Nope. If I remember, I'll bring it with me next time I go to Moe's and ask for a trade-in.

It is, however, very good, and I recommend it. Despite the subject matter (the two main characters both have multiple personalities as a result of prolonged and appalling abuse as children), it's not depressing. It's oddly hopeful, very creative, and suspenseful. I'm liking it a lot.

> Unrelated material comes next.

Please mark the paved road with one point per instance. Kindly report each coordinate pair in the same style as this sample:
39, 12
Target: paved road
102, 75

Lyra Jane - Jul 21, 2004 7:39:00 am PDT #5266 of 10002
Up with the sun

so therefore is her bio-grandfather

Bio-father, I think. Squicky even for Andrews.

And thanks, Aimee. I was conflatiing Tom and Logan, and I had entirely forgotten Troy.

Is Logan the rich boy in the 1st book?


Aims - Jul 21, 2004 8:20:48 am PDT #5267 of 10002
Shit's all sorts of different now.

Bio-father, I think. Squicky even for Andrews.

Yes, that's what I meant.

Is Logan the rich boy in the 1st book?

Yup, he's the son of the owner of the drugstore.


askye - Jul 21, 2004 8:26:26 am PDT #5268 of 10002
Thrive to spite them

I was going to say that, disturbingly, the only thing on the best seller list I've read is The Notebook.

But that's not true, it was Message in a Bottle. I have nothing to say in my defense. I was at the beach with my ex SIL and my brother were there and she gave me the book, so out of obligation I read it.